No fueron pocas las reacciones que se suscitaron en el país, después de que ayer el contralor saliente, Edgardo Maya, solicitó suspender la aplicación del fracturamiento hidráulico –más conocido como fracking– en la explotación de hidrocarburos. Para el funcionario, la mezcla de debilidad institucional, insuficiente información y riesgos ambientales justifica que se establezca una moratoria en el uso de técnicas no convencionales, hasta que se subsanen los vacíos señalados.
La petición suena razonable hasta que se tiene en cuenta que está sustentada en una premisa equivocada: no hay ningún proyecto en marcha que utilice el método que se quiere proscribir o posponer indefinidamente. De hecho, el tema lleva diez años en el congelador, más allá de que se vuelva a discutir su conveniencia.
Lamentablemente, el debate sigue dándose sin la profundidad que amerita.

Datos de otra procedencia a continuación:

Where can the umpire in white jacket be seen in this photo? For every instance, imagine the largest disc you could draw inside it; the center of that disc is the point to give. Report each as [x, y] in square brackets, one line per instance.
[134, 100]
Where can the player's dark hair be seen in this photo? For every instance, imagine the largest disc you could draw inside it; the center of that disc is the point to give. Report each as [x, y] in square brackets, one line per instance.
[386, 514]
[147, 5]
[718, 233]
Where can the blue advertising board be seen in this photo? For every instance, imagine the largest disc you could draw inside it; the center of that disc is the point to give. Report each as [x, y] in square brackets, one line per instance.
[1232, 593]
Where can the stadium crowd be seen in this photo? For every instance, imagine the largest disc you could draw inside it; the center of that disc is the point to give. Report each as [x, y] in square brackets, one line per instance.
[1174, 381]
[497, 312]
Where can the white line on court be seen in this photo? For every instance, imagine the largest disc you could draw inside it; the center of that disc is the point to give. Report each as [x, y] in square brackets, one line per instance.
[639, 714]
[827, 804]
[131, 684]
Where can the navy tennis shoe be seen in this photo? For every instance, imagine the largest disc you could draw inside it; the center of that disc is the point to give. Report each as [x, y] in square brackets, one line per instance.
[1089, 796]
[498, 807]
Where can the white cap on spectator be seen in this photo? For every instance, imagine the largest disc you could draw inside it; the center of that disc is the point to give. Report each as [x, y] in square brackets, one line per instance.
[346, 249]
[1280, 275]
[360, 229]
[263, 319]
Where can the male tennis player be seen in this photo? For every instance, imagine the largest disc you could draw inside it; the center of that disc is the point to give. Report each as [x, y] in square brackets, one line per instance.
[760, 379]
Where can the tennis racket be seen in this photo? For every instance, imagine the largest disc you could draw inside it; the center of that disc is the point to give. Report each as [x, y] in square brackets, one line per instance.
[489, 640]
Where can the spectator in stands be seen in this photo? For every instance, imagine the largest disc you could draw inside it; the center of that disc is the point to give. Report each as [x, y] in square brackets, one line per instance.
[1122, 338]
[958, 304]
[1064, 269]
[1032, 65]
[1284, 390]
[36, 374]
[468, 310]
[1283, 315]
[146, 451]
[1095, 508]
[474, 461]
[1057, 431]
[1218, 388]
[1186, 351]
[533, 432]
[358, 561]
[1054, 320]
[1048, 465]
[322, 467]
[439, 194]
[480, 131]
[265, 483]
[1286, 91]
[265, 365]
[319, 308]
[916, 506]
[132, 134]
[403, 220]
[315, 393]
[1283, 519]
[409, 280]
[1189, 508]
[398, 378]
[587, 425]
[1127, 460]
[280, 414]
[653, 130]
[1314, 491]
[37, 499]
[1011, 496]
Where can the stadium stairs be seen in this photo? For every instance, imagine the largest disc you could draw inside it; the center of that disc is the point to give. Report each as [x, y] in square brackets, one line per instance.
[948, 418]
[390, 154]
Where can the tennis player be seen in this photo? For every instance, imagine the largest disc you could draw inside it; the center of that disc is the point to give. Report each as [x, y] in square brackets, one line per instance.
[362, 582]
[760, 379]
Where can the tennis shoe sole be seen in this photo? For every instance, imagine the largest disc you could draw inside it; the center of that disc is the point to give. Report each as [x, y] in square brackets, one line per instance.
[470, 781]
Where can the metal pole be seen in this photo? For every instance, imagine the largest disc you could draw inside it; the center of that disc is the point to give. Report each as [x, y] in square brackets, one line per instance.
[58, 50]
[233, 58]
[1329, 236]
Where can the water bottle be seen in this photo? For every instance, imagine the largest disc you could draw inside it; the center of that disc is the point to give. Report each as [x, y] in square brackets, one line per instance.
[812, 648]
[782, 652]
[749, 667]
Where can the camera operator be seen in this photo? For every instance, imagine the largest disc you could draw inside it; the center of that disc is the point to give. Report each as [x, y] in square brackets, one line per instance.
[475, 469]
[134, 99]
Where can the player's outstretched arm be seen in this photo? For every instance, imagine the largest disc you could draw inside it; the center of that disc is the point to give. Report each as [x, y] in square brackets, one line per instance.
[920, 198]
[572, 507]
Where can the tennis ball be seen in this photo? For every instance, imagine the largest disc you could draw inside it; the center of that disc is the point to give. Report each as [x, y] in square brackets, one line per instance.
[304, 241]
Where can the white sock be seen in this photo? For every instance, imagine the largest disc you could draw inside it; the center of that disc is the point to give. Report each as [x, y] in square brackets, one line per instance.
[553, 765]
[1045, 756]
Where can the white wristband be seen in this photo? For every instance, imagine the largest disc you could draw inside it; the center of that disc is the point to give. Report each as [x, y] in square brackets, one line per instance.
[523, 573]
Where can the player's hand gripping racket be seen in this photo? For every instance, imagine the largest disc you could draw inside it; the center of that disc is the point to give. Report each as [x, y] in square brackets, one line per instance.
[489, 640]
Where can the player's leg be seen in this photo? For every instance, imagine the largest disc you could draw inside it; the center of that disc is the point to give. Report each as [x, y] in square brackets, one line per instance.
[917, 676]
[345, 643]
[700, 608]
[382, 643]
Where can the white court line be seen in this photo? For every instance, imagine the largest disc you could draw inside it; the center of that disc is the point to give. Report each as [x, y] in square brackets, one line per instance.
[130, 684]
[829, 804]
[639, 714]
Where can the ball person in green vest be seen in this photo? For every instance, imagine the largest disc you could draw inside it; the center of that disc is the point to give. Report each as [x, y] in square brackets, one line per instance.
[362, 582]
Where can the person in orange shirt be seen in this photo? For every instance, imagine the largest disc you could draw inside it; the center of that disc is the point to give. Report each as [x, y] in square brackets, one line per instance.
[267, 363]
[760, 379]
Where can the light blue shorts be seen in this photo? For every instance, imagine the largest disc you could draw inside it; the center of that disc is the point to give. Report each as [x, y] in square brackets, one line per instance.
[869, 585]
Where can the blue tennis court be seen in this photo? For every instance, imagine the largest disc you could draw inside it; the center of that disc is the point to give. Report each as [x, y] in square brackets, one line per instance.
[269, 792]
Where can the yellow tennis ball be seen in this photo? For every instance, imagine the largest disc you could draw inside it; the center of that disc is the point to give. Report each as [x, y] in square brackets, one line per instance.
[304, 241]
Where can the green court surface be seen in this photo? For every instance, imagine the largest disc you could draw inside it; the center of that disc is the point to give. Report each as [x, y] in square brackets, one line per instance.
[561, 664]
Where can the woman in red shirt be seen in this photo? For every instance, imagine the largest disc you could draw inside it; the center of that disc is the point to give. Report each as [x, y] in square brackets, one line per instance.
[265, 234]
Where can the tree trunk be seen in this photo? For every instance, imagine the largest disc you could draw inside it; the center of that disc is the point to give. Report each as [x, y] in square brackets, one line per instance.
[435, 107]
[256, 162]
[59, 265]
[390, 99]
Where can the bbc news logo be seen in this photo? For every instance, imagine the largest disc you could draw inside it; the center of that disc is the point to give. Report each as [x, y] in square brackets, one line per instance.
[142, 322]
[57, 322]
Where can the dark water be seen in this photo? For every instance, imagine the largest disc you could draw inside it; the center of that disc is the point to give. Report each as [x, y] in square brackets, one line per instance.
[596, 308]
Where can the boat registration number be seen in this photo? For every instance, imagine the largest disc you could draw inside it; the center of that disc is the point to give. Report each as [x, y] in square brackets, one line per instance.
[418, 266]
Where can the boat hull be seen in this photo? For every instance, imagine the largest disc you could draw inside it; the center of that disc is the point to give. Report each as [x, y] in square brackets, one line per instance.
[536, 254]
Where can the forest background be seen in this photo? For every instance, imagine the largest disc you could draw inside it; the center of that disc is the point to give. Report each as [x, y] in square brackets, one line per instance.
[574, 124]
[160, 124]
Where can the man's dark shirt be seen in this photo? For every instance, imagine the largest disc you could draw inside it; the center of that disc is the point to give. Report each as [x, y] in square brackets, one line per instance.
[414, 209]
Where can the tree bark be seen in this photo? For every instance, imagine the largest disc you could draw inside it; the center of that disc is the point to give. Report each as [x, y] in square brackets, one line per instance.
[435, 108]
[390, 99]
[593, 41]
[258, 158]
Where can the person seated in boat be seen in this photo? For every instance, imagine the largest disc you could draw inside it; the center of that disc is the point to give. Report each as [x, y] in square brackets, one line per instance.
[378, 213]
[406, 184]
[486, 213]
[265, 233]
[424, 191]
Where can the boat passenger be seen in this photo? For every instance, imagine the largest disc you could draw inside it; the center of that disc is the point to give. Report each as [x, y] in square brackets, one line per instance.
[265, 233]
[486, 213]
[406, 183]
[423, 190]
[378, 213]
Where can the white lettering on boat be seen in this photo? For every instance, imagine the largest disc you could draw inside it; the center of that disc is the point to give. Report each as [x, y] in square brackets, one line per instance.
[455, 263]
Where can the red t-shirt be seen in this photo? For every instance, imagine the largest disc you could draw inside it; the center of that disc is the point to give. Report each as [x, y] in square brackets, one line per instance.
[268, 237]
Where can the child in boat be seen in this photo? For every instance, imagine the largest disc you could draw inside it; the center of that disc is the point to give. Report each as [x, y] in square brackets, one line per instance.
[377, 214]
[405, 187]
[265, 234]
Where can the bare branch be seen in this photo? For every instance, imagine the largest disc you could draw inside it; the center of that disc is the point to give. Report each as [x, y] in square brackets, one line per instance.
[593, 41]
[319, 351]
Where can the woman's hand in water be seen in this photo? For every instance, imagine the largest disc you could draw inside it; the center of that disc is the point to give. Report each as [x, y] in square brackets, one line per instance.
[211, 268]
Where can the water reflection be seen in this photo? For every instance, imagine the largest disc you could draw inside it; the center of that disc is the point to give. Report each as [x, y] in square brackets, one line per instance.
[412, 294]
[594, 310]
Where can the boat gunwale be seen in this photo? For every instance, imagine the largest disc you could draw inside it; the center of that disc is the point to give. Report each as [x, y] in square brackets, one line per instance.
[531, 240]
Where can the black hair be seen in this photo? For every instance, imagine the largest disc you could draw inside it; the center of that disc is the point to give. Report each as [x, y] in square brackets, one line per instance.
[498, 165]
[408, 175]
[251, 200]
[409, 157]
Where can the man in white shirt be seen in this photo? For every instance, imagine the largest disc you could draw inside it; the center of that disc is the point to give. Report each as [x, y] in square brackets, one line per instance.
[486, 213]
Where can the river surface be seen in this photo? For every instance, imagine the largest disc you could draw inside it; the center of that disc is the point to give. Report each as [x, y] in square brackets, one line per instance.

Que la cabeza del control fiscal parta de supuestos erróneos ilustra lo difícil que es adelantar una discusión en la que primen las razones y no las emociones. Es verdad que la opinión mira con desconfianza al sector extractivo y cuestiona su utilidad, pero promover determinaciones que sean populares no puede estar por encima del rigor de entidades obligadas a hacer la tarea.
Debido a ello, sería ideal que comience un proceso formal de análisis con respecto al fracking. Este debe salir de un examen juicioso del potencial que existe en Colombia, para lo cual habría que adelantar más actividades exploratorias. Lo que se conoce es que existen dos formaciones importantes en el subsuelo –La Luna y Tablazo– con un potencial que se mide en miles de millones de barriles de petróleo y una buena cantidad de gas natural.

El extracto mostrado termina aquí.